Last month, City Council gave final approval to the FY22 Operating Budget, which includes general fund dollars to the Philadelphia Department of Prisons (PDP) to allow PDP to eliminate commissary surcharges for individuals who are incarcerated and increase the amount of free communication from 70 minutes per week to 165 minutes per week, and add video conferencing. The changes took effect earlier this month. Mitchell Little, Executive Director of the Office of Community Empowerment and Opportunity (CEO), issued the following statement in response:
“This is a significant milestone for Philadelphia. For the past 18 months, CEO has been leading the City’s efforts to reform fines and fees, working in coordination with other City departments. As part of that work, we surveyed current or formerly incarcerated individuals and their loved ones and found that the cost of telephone calls is so high that 84 percent of incarcerated and formerly incarcerated individuals said they could not afford to call their families. Ninety-one percent of respondents reported times they could not afford commissary. That research, along with national data, prompted us to recommend these changes.

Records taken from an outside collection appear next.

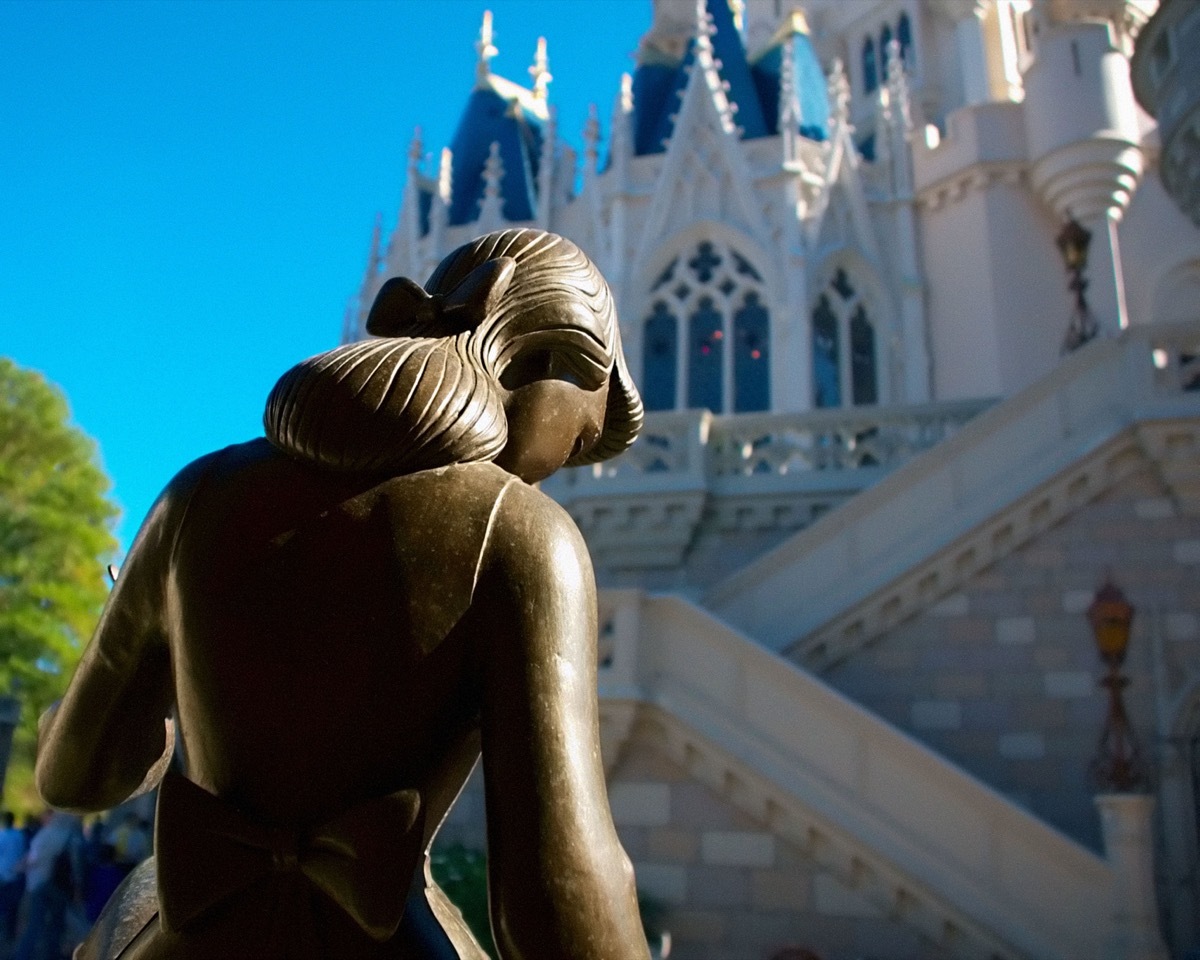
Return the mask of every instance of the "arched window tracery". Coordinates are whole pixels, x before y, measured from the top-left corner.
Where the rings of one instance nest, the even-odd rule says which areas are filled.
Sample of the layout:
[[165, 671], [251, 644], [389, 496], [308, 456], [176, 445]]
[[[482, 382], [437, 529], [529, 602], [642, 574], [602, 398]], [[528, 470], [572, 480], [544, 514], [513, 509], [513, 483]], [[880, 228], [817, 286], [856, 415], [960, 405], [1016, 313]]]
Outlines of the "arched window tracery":
[[662, 300], [655, 301], [646, 319], [643, 351], [642, 402], [647, 410], [670, 410], [675, 406], [679, 320]]
[[770, 408], [770, 311], [748, 257], [701, 240], [670, 261], [650, 293], [642, 328], [647, 410]]
[[839, 267], [812, 311], [813, 406], [879, 402], [879, 352], [870, 306]]
[[912, 69], [912, 22], [908, 19], [907, 13], [901, 13], [900, 19], [896, 21], [896, 39], [900, 43], [900, 59], [904, 61], [904, 66], [909, 70]]

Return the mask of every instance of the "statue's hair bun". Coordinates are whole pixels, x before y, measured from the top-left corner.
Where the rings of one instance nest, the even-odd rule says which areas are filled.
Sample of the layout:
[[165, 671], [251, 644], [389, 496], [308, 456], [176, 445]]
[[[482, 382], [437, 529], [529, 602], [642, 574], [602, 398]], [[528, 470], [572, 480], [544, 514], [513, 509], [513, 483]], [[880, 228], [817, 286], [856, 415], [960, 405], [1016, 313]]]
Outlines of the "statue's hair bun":
[[504, 408], [464, 337], [364, 340], [310, 357], [267, 400], [267, 439], [296, 459], [399, 475], [491, 460]]

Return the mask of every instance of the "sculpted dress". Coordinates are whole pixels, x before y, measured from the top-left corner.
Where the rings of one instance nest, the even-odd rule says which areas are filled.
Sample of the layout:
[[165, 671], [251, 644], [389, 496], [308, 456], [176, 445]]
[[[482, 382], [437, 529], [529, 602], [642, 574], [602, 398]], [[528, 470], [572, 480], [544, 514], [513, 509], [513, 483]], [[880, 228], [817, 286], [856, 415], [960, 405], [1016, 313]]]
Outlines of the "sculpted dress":
[[[541, 546], [528, 540], [539, 514], [552, 521]], [[498, 536], [507, 543], [489, 551]], [[569, 519], [493, 464], [357, 489], [254, 441], [183, 471], [43, 738], [43, 790], [68, 807], [129, 792], [162, 750], [172, 701], [186, 753], [187, 779], [169, 775], [160, 797], [161, 920], [151, 863], [81, 958], [438, 955], [397, 925], [410, 888], [426, 893], [423, 854], [478, 756], [481, 714], [528, 712], [486, 692], [525, 659], [500, 649], [515, 621], [496, 619], [512, 614], [502, 568], [515, 540], [525, 541], [515, 575], [533, 572], [540, 552], [567, 578], [566, 594], [541, 602], [594, 608]], [[560, 653], [593, 682], [594, 652]], [[498, 731], [528, 729], [497, 719]], [[536, 804], [527, 747], [489, 753], [489, 793]], [[567, 780], [594, 781], [596, 759], [566, 768]], [[512, 782], [522, 769], [529, 784]], [[572, 843], [613, 842], [576, 828]], [[519, 826], [489, 830], [494, 858], [524, 843]], [[448, 955], [475, 955], [439, 893], [427, 898], [458, 951]]]
[[427, 286], [387, 281], [377, 339], [286, 373], [269, 439], [185, 468], [143, 524], [39, 731], [53, 806], [162, 781], [155, 859], [80, 960], [482, 957], [424, 869], [481, 752], [504, 960], [648, 957], [591, 564], [530, 485], [637, 434], [611, 292], [533, 230]]

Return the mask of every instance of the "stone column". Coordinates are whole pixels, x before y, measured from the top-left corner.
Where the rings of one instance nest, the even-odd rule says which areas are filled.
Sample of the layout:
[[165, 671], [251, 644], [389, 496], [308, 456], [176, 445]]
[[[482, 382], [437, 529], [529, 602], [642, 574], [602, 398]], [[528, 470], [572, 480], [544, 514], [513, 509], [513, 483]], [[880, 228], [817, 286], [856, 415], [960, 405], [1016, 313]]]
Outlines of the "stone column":
[[1104, 851], [1113, 868], [1112, 926], [1106, 960], [1168, 960], [1154, 896], [1154, 797], [1102, 793], [1096, 797]]

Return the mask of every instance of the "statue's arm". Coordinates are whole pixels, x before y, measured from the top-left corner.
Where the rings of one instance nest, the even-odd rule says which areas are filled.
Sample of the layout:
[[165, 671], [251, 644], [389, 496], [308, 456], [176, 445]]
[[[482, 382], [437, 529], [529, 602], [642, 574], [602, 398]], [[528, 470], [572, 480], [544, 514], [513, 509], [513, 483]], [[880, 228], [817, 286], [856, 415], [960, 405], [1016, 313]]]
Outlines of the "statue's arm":
[[202, 470], [185, 468], [143, 521], [62, 700], [38, 725], [36, 782], [51, 806], [104, 810], [160, 776], [173, 736], [166, 585], [175, 531]]
[[476, 588], [492, 930], [504, 960], [647, 958], [600, 759], [596, 590], [579, 531], [511, 485]]

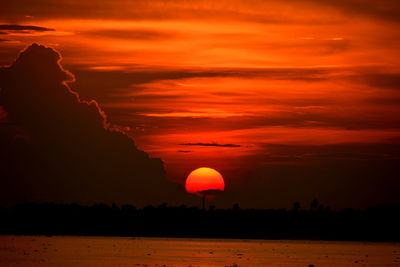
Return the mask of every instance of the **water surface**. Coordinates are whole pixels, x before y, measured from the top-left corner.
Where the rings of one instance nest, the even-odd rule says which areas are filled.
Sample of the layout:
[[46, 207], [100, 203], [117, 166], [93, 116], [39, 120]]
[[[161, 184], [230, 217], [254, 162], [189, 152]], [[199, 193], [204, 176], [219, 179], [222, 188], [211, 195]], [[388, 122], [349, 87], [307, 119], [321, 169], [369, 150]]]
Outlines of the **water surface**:
[[0, 266], [400, 266], [400, 244], [0, 236]]

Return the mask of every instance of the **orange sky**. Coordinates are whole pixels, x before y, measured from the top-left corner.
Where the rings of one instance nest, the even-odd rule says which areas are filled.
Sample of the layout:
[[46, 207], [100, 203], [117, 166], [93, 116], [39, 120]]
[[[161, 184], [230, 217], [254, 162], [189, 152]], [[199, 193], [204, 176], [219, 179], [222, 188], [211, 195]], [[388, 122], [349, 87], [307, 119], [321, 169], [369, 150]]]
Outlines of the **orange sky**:
[[237, 183], [271, 164], [337, 159], [332, 147], [398, 159], [376, 149], [400, 142], [397, 1], [58, 2], [0, 8], [2, 25], [45, 28], [0, 28], [0, 64], [32, 42], [60, 51], [72, 89], [171, 180], [210, 166]]

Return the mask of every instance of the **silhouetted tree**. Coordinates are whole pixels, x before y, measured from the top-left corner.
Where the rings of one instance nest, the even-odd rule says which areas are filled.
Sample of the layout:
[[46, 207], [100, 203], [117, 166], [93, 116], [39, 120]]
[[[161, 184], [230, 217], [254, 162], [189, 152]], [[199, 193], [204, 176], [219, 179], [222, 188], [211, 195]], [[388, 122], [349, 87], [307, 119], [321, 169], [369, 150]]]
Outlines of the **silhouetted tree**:
[[319, 201], [318, 199], [313, 199], [310, 203], [310, 210], [316, 210], [319, 206]]
[[123, 212], [135, 212], [136, 211], [136, 207], [132, 206], [132, 205], [122, 205], [121, 206], [121, 210]]
[[317, 200], [312, 210], [55, 204], [0, 207], [0, 234], [400, 241], [400, 205], [332, 211]]
[[300, 209], [300, 203], [299, 202], [294, 202], [293, 203], [293, 207], [292, 207], [292, 210], [293, 211], [298, 211]]
[[319, 205], [318, 206], [318, 212], [324, 212], [325, 211], [325, 206], [324, 205]]
[[234, 211], [240, 210], [239, 203], [233, 204], [232, 209], [233, 209]]

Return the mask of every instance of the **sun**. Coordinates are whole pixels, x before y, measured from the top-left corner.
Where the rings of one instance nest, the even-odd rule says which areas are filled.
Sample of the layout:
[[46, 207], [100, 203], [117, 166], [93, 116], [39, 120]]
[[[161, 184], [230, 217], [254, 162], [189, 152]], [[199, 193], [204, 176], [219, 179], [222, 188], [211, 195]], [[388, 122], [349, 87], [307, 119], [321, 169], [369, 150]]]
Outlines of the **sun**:
[[224, 191], [225, 182], [222, 175], [207, 167], [201, 167], [192, 171], [186, 178], [185, 188], [188, 193], [200, 197], [212, 198]]

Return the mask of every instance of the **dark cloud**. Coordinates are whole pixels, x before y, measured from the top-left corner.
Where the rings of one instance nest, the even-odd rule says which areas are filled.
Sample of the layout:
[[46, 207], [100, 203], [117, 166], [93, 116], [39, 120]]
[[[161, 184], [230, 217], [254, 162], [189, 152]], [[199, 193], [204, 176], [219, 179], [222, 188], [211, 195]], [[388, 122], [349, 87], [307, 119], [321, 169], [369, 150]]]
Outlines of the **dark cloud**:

“Reducing the burden of fees placed on those who are incarcerated helps address the disparate impact of municipal fines and fees on people of color. We are also lightening the load on family members who are most often responsible for supporting their loved ones while incarcerated. Additionally, by more than doubling the amount of free time individuals can communicate with their loved ones, we are helping them maintain those family bonds, which we know are key to successful reentry and a safer Philadelphia.
“Philadelphia would not have reached this milestone without the leadership of PDP Commissioner Blanche Carney and the hard work of the Mayor’s Office, Budget Office, the Managing Director’s office, and the Office of Criminal Justice. We also want to thank our local community stakeholders who have championed this issue for many years.
“We look forward to continuing our work on fines and fees to ensure that Philadelphia has a system that is fairer and more equitable and does not criminalize poverty.”